When protests on a scale of the Arab spring that rocked the Middle East in 2011 swept Jordan this month, alarm bells rang loudly across the region.

Saudi Arabia, Kuwait and the United Arab Emirates (UAE) swiftly promised US$2.5 billion to stave off an economic crisis triggered by tax rises linked to an IMF austerity programme aimed at stabilising the country’s finances.

The aid, agreed with unusual speed for the region, at a summit with Jordan’s King Abdullah and the leaders of the three Gulf states in the Saudi holy city of Mecca, reflected the unique and sensitive position of Jordan, a beacon of relative stability in a troubled region.

Indeed, only yesterday Jordan played host to the Duke of Cambridge as he made a pilgrimage to the spot in a Roman ruined city in Jordan where his wife posed for a picture when just a little girl. William spoke about how Kate "loved" living in Jordan as a youngster, when he arrived in the country on Tuesday - the first day of an historic visit to the Middle East.

However, the aid from the neighbouring states was not guaranteed. After a bail-out to head off the Arab spring in 2011, Saudi Arabia has taken a less positive view of the key Levantine state over its refusals to join a Saudi-led alliance fighting Iranian-backed rebels in Yemen in a meaningful way and join a Saudi-led boycott of Qatar.

Qatar separately donated $500 million and promised 10,000 jobs for Jordanians.

And emphasising the strategic importance of Jordan German Chancellor Angela Merkel this week offered a $100 million loan during a visit to Amman.

The revolt triggered the firing by the king of Prime Minister Hani Mulki and his replacement by a well-regarded former World Bank economist Omar Razzaz whose first act on being appointed was to withdraw the controversial tax bill that started the unrest.

The tax law would have seen more people paying from their wages as well as bigger taxes on companies and banks. The reforms, conditions for an IMF loan, had earlier in the year seen bread prices nearly double.

Jordan, a key US ally and along with Egypt the only Arab states with a peace deal with Israel, has borne the brunt of Middle East conflicts over the years.

Its economy has been hard hit by regional crises, border closures that disrupted export routes, interruptions of gas supplies from Egypt and a huge influx of some 700,000 refugees from neighbouring Syria.

Unemployment in the nation of 6.5 million people which geographically links the Levant with the Gulf states is above 18 per cent, the highest in years, while poverty stands at 14.4 per cent.

The Gulf states have a history of buying stability in the face of revolt, injecting US$10 billion into Bahrain and Oman when these two poorer members of the six-national Gulf Cooperation Council faced unrest.

Foreign aid pours in given it is in everyone’s interest that this oasis of relative calm in the Levant survives.

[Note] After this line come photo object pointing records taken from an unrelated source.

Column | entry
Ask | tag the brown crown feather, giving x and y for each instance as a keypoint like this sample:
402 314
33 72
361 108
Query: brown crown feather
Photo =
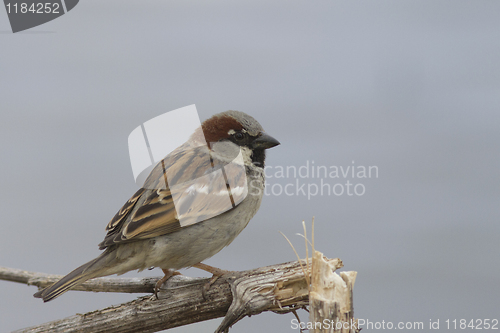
217 127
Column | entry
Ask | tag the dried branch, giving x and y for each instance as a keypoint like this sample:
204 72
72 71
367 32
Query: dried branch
279 288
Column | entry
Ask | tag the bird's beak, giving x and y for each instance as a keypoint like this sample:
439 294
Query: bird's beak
264 141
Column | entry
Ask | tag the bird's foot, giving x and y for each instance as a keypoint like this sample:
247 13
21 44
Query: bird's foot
216 273
168 274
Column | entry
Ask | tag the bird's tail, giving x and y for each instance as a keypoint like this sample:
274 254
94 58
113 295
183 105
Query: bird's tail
92 269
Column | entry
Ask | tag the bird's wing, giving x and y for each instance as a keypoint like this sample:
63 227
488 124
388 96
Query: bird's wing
195 187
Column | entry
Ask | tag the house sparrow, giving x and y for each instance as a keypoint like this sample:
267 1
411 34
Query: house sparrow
184 214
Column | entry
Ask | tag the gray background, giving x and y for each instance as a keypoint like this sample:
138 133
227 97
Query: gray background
412 87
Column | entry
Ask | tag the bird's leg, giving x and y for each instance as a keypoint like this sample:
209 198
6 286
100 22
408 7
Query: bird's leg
168 273
216 273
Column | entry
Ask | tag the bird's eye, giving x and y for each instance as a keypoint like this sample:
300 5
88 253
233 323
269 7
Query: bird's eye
238 136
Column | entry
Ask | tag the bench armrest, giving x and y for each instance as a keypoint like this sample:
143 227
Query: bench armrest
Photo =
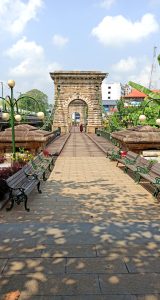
30 176
143 170
129 161
157 180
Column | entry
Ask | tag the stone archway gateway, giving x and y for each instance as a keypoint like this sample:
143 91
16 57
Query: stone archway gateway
79 92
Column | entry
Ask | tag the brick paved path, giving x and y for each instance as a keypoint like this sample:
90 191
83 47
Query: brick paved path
92 234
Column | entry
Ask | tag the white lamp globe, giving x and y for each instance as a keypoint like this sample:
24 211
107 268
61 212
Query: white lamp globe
18 118
11 83
5 116
40 115
158 122
142 118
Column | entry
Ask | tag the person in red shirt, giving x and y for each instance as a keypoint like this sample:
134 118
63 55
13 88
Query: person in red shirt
81 128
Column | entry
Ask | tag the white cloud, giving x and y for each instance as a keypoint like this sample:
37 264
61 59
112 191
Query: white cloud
59 40
23 48
143 76
31 68
117 31
15 16
107 3
125 65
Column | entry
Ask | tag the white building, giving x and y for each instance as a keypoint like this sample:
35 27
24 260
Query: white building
113 91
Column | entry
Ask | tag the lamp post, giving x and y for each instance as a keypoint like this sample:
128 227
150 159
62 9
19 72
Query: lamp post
3 103
12 102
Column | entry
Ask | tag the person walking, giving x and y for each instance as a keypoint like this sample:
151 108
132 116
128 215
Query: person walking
81 128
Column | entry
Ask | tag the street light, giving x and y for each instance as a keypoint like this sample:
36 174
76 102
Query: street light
12 102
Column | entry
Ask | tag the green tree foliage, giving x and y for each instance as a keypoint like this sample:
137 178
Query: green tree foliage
27 103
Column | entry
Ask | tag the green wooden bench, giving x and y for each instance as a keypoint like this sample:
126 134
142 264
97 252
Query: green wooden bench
40 166
152 176
20 186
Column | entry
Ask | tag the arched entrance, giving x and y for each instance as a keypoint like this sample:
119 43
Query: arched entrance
77 92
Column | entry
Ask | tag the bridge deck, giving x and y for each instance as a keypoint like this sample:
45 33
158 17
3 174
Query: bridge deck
92 234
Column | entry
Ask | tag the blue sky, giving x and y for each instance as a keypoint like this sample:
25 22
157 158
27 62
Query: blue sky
113 36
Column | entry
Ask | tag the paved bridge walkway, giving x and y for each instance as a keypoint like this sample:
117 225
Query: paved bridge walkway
92 234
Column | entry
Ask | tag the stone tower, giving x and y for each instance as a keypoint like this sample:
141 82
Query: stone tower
77 91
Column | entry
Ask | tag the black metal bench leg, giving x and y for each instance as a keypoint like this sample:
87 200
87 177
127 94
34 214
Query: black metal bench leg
49 168
38 188
12 204
25 203
156 192
44 176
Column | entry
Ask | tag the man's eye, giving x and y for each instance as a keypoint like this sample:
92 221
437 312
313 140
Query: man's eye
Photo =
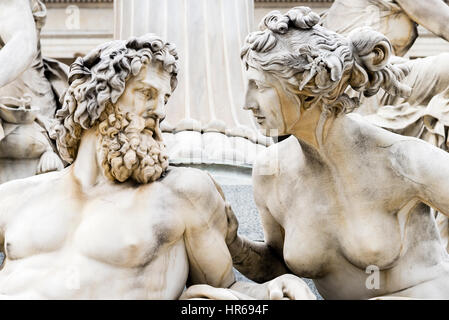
261 86
147 93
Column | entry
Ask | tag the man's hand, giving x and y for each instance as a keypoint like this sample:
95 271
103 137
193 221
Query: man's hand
289 287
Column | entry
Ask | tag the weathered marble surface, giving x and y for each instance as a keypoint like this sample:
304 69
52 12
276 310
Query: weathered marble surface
344 196
423 114
119 223
206 123
29 92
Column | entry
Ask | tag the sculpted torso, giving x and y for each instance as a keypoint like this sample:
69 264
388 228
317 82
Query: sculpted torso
70 245
350 208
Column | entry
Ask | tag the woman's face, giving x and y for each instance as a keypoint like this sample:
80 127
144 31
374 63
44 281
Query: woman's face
273 108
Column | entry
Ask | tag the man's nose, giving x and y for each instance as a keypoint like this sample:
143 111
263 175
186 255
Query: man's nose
159 110
251 105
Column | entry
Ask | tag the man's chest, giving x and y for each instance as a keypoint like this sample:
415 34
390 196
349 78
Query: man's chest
121 233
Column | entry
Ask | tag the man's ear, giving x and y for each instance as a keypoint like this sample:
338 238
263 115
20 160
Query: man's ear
371 49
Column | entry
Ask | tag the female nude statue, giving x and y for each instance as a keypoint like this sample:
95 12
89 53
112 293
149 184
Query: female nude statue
345 202
424 113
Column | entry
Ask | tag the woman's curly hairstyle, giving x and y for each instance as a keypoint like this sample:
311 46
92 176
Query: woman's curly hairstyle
98 80
318 63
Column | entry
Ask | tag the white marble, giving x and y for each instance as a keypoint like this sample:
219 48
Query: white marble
343 203
118 222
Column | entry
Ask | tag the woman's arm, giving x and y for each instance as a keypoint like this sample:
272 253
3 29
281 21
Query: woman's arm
426 169
431 14
18 32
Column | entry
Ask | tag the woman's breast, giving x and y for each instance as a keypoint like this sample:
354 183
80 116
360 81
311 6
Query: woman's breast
370 239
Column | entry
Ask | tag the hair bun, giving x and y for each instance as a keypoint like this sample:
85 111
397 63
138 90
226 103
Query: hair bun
303 17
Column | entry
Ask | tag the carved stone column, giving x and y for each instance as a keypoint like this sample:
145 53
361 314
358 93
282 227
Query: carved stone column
205 121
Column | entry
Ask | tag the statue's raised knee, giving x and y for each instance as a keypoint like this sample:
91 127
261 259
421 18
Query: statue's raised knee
48 162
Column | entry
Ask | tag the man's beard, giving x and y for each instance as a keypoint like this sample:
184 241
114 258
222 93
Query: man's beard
131 147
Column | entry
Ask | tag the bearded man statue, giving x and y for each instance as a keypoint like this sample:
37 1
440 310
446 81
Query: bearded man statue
119 222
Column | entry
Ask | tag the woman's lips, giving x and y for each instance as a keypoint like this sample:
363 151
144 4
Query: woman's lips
259 119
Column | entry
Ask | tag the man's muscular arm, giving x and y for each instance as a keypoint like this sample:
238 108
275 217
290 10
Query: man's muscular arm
431 14
209 258
258 261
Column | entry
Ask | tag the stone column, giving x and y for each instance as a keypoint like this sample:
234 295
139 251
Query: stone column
205 113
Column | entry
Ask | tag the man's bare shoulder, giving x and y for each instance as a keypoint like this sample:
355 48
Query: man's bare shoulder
192 184
35 184
203 204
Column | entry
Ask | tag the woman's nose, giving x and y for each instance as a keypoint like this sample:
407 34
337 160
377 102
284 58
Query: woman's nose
251 106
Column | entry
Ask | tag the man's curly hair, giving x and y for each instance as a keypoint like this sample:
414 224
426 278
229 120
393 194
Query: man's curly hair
98 80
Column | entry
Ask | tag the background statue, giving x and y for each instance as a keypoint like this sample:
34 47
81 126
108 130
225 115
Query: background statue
346 197
425 113
29 92
119 222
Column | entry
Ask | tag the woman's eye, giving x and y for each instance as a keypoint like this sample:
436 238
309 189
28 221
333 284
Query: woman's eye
149 94
261 86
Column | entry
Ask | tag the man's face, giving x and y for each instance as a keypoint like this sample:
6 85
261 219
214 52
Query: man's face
147 93
131 145
272 108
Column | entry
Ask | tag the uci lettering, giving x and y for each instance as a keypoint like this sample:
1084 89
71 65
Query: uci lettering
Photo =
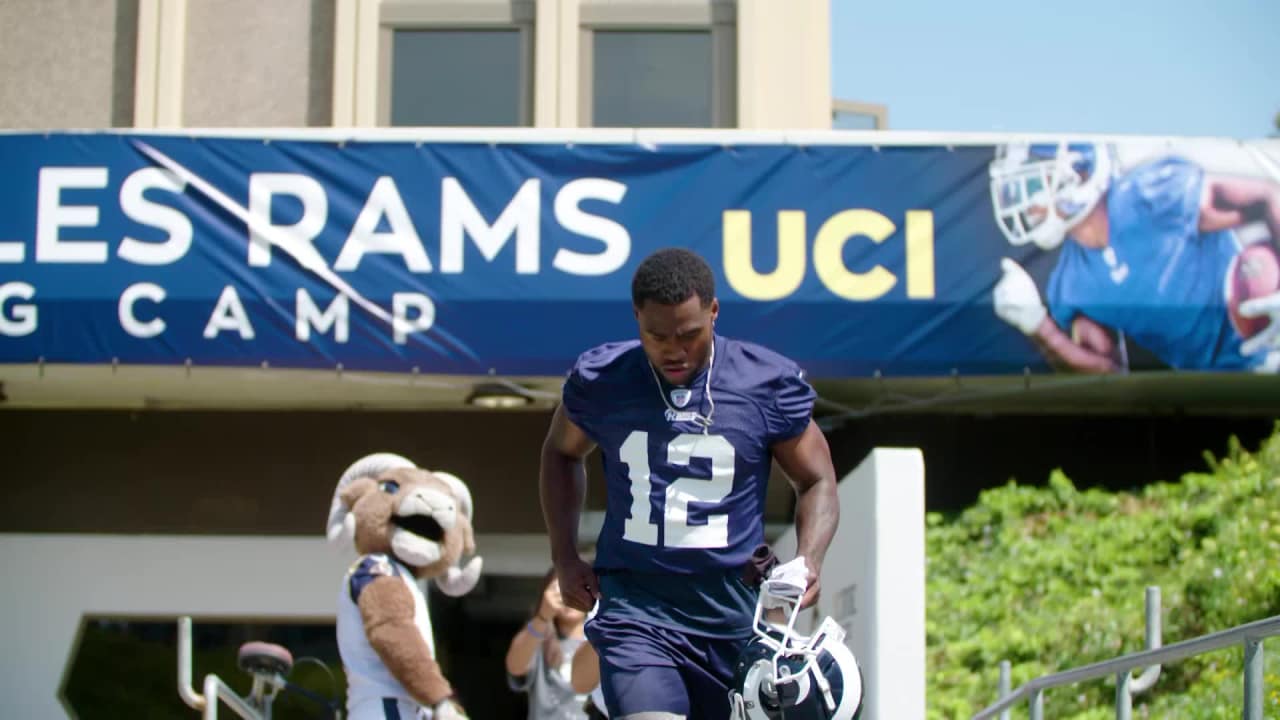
828 247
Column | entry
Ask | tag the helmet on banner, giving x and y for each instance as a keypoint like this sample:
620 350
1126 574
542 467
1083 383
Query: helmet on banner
1041 191
785 675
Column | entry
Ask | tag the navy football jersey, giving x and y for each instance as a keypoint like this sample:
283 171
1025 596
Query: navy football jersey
685 497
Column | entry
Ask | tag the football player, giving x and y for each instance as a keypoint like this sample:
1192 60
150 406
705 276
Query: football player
688 423
1148 255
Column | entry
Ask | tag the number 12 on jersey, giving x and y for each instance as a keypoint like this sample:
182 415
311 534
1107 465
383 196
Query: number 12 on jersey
680 491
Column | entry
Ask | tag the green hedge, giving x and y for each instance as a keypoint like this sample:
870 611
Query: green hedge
1054 577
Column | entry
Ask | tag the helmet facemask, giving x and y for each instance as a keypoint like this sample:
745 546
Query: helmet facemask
1040 192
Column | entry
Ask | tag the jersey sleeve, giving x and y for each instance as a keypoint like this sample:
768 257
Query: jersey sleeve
1166 194
585 393
366 570
791 408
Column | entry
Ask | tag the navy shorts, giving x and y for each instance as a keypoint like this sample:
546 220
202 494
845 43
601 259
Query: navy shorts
649 668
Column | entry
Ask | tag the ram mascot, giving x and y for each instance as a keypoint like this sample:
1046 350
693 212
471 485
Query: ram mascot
407 525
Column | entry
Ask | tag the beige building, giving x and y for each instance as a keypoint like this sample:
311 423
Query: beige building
383 63
136 495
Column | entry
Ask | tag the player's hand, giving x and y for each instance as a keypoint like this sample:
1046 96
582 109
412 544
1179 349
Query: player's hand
1016 300
448 709
579 584
552 602
1269 338
813 588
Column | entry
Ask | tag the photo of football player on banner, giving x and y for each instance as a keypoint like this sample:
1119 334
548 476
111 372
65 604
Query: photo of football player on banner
1155 251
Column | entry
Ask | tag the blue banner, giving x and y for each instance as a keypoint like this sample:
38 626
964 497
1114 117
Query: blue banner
476 258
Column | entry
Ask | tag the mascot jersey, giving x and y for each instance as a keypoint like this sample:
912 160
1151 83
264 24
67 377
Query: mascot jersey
685 499
1160 279
366 675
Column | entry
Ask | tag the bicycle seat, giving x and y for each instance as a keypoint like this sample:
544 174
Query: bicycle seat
259 657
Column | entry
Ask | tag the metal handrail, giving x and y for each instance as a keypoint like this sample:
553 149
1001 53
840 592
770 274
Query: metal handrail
1249 634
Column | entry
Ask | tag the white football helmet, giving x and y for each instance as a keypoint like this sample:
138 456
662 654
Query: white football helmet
1041 191
785 675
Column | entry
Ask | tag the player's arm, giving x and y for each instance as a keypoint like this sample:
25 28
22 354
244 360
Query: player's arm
1016 300
1233 201
562 487
1066 354
807 461
1230 201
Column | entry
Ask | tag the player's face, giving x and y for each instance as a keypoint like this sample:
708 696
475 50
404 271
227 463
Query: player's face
677 338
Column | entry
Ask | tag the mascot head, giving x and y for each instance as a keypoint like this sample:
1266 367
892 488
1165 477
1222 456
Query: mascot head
385 504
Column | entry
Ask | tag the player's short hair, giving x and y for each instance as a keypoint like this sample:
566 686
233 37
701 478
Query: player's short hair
671 276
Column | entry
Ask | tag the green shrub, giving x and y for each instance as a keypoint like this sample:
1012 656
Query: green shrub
1052 578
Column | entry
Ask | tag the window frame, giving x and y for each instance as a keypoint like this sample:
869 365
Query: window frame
720 17
366 30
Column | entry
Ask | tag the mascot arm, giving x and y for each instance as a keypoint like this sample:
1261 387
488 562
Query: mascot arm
387 609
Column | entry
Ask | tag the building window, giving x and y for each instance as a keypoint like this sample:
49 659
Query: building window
658 64
458 77
433 63
644 78
848 114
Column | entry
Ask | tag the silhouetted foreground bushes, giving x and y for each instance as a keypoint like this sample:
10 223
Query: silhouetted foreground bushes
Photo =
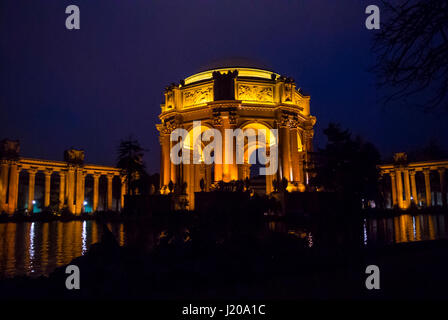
235 263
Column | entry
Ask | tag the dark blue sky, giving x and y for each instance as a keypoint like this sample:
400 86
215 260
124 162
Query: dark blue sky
92 87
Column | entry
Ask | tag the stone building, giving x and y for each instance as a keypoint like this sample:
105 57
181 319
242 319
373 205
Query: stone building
18 173
231 96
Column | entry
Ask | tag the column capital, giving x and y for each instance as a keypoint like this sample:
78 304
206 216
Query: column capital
96 175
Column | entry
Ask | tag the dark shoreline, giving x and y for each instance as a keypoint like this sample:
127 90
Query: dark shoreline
116 217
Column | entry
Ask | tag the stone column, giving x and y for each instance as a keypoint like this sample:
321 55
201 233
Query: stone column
4 170
295 155
284 151
96 180
442 185
426 172
218 166
109 191
173 167
393 182
79 190
13 187
401 204
62 176
71 189
165 167
123 191
413 187
407 188
47 173
31 185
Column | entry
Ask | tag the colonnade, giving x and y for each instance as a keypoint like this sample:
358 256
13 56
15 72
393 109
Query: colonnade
292 144
71 183
404 183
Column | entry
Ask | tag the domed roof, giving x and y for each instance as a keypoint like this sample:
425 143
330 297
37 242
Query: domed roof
230 62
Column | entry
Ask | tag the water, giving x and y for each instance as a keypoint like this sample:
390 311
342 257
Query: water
405 228
37 248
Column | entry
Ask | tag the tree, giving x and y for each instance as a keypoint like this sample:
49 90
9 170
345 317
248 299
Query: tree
130 161
412 49
347 165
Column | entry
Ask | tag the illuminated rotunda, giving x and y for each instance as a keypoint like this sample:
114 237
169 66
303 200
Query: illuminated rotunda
230 97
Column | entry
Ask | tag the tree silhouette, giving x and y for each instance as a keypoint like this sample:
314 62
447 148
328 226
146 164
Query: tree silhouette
130 161
412 49
347 165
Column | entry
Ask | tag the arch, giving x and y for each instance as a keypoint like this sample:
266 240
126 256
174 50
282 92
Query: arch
193 136
299 141
250 147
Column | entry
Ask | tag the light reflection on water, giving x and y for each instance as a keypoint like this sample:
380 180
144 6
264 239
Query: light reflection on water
406 228
36 248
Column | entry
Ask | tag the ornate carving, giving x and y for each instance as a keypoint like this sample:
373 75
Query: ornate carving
284 121
9 149
233 117
197 96
217 119
169 99
74 156
400 157
255 93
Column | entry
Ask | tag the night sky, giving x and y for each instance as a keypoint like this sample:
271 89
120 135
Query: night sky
92 87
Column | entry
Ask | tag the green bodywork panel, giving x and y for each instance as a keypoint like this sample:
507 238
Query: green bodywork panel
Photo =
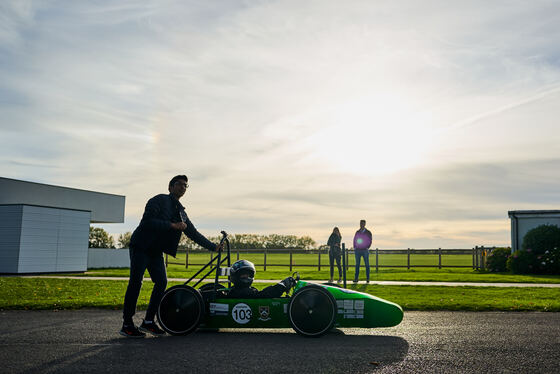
355 309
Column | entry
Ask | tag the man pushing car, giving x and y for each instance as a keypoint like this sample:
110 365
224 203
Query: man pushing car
159 232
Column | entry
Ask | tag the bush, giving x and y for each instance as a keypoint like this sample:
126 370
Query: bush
522 262
542 238
497 259
549 261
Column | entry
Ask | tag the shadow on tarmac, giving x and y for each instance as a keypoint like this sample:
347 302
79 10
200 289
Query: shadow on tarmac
226 350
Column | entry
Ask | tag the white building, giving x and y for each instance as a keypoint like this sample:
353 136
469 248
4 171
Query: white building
45 228
524 220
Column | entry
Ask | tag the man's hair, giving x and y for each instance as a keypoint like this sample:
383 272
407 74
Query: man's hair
176 178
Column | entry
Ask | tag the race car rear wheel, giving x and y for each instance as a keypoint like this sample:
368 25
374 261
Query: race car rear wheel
312 311
180 310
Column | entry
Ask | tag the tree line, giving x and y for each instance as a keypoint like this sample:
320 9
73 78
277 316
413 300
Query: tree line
99 238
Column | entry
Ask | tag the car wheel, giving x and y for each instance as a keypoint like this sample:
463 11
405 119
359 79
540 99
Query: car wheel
312 311
180 310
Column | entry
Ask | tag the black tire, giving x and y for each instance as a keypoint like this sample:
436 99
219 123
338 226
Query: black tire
312 311
180 310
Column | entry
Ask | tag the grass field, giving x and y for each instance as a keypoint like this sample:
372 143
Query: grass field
302 262
45 293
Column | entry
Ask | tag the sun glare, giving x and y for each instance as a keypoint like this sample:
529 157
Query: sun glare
370 137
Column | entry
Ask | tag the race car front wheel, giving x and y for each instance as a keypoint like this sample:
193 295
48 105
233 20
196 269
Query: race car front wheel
312 311
180 310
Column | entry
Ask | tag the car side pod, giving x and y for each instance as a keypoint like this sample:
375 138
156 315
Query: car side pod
360 309
181 310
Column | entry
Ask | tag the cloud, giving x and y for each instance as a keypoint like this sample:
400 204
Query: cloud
430 120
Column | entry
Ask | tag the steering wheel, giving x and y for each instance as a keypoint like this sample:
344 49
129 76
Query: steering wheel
295 275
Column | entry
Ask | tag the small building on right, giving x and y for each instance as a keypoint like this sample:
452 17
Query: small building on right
524 220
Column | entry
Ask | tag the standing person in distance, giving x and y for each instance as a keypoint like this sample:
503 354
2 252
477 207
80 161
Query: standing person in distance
362 242
159 232
335 253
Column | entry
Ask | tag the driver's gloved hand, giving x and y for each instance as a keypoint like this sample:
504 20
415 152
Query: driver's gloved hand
289 282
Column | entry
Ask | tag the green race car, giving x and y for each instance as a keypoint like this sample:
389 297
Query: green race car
310 309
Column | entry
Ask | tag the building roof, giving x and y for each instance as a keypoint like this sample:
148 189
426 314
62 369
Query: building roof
536 213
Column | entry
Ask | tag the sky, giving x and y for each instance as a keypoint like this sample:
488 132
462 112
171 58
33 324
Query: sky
431 119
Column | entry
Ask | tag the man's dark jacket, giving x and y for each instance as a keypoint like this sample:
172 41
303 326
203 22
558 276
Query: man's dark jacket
154 235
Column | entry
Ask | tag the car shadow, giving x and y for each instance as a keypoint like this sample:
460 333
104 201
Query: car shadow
264 351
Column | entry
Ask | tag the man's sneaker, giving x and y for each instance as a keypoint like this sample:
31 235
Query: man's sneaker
131 332
151 328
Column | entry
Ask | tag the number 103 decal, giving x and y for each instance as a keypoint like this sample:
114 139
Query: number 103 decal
241 313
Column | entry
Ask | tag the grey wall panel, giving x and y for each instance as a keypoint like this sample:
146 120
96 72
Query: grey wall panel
10 235
103 207
73 237
108 258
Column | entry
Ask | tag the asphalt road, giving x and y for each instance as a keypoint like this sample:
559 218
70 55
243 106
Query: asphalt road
86 341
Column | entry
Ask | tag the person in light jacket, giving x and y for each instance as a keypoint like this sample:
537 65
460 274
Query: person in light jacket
362 242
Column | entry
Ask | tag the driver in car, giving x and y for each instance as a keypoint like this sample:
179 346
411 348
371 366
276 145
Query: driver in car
242 274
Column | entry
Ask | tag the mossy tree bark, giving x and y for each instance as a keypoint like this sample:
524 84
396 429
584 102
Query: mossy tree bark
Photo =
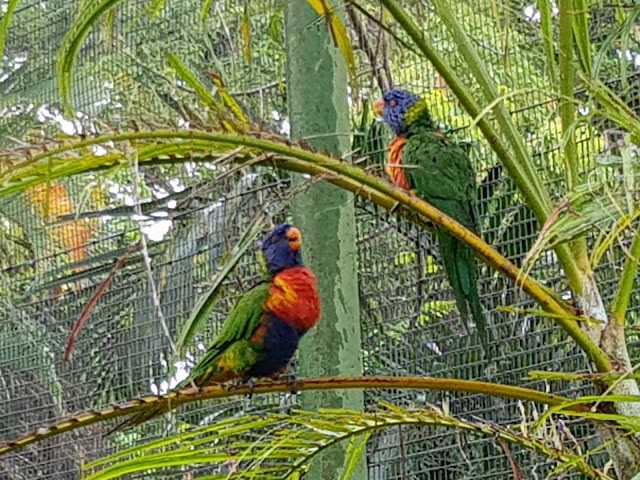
318 112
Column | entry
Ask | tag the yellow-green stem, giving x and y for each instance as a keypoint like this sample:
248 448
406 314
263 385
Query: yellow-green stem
175 399
568 119
625 287
331 166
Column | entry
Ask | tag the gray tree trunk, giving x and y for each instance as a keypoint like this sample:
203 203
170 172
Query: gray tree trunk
318 111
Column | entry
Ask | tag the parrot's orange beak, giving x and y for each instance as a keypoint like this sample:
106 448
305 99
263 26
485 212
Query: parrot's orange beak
295 238
378 107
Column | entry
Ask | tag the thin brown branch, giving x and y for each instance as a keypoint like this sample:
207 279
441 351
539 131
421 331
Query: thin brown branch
175 399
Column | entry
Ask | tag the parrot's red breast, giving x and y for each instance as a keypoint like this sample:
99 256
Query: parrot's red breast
294 298
394 167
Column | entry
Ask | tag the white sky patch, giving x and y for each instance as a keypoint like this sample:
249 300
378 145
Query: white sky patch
99 150
157 230
182 372
176 184
532 13
285 128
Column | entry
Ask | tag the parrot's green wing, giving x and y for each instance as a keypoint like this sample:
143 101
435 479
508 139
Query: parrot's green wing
237 327
441 173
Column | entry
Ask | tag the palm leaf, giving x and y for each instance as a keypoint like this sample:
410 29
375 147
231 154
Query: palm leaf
277 446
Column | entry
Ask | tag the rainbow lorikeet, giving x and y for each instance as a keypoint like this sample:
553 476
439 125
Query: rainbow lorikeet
422 158
261 334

However, new challenges are emerging as Gulf states embark on ambitious programmes to provide employment for their own youthful populations and diversify away from oil.

That poses a threat to the 800,000 Jordanians who work in the Gulf and send home more than US$2 billion a year.

Jordan has a long history of surviving protests and uprisings, not least thanks to deft handling since 1999 by the current king and before that his late father, Harrow-educated and urbane King Hussein who ruled from 1952.

Back in 1989 there were large-scale protests, the king sacked the government, the new government rolled back economic cutbacks and foreign aid flowed in. And there were more economic protests in 1996 and 2012 as well.

But Jordanian protests are unlike those of the Arab spring in the region. Security forces show enormous restraint, not least for fear of triggering a backlash, and analysts say only one person has been killed in demonstrations in the past decade.

And as in Lebanon, where memories of the brutal 1975-90 brutal civil war that killed some 120,000 people keep the fragile country together, watching the horrors in neighbouring Syria has a moderating effect on protestors.

Jordan does not want for challenges. It has no oil and depends on foreign aid. It had to absorb Palestinian influxes and Palestinians now make up some two-thirds of the population.

The public sector is bloated, food subsidies are generous and a tiny percentage of the population pay taxes.

But it is a beautiful country with fascinating historical sites, not least world-famous Petra, the Nabatean capital from around 300 BC. Wadi Rum gives tourists a spectacular view of the desert and even has a ruins which guides say was used by T.E. Lawrence, Lawrence of Arabia.

Tourism, which historically was around 20 per cent of gross domestic product, however, has fallen by some two thirds since 2011, amid concern over the situation in Syria. The risk is more perception than reality despite an Islamic State attack in 2016 and the British Foreign Office only advise against going close to the Syrian border.

The latest uprising has made headlines around the world with comparisons to the Arab spring.

Barring a major upset the cycle of economic problems, protests, prime ministerial sackings and foreign aid will herald the return of another period of peace. For how long in this volatile region of changing alliances is an open question.